Heute wissen wir: Dieses Berlin ist unwiederbringlich verloren. In unserem Gedächtnis ist aber noch ein Geschmack davon, der mit der Lektüre von Falko Hennig, aber auch von Helmut Höge oder Horst Evers wieder spürbar wird. Natürlich sind zehn Jahre Rückblick, Bilanzen – darunter auch persönliche – nicht frei von Larmoyanz. Der Text von Daniela Dahn etwa, die sich als Rächerin der enterbten Ostdeutschen aufspielt, grenzt in seiner Vermessenheit fast schon ans Unerträgliche.

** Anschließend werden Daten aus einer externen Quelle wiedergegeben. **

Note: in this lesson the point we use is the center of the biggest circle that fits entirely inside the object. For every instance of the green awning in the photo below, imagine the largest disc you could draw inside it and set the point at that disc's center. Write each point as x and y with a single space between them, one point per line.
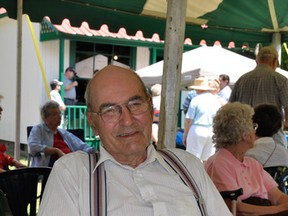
224 20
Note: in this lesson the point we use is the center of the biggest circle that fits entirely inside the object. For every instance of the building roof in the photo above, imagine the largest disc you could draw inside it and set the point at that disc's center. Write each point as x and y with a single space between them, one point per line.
65 28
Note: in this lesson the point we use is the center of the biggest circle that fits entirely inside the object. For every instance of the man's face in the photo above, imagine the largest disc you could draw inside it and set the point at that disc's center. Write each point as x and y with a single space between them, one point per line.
130 134
54 118
69 74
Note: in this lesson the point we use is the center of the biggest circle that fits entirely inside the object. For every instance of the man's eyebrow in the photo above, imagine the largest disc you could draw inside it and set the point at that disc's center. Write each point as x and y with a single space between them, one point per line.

Aber es gibt eben auch Sätze wie: „Plötzlich redet die Werbung so wie vorher nur die Subkultur. Plötzlich tauchten in den Zeitungen Begriffe auf, die wir alle längst erledigt glaubten. Plötzlich verschwand einer, den wir noch aus der Zeit der Straßenschlachten kannten, als habe ihn die Erde verschluckt, aber entgegen unserer Vermutung, er sei in den Untergrund abgetaucht, war er nur für zwei Monate in einen Computer versunken.“

Es war Klaus Schlesinger, der diese Sätze geschrieben hat, und zwar bereits lange vor der Wende in seinem grandiosen Ost-West-Tagebuch „Fliegender Wechsel“. Ursprünglich hatte auch Schlesinger einen Beitrag für den Scheinschlag zugesagt, war dann aber krank geworden und konnte nicht schreiben. Nun einen Nachdruck Schlesingers als Aufmachertext zu drucken, das bringt nur eine Zeitung fertig, die nicht nur Geschmack generiert, sondern auch Geschmack hat.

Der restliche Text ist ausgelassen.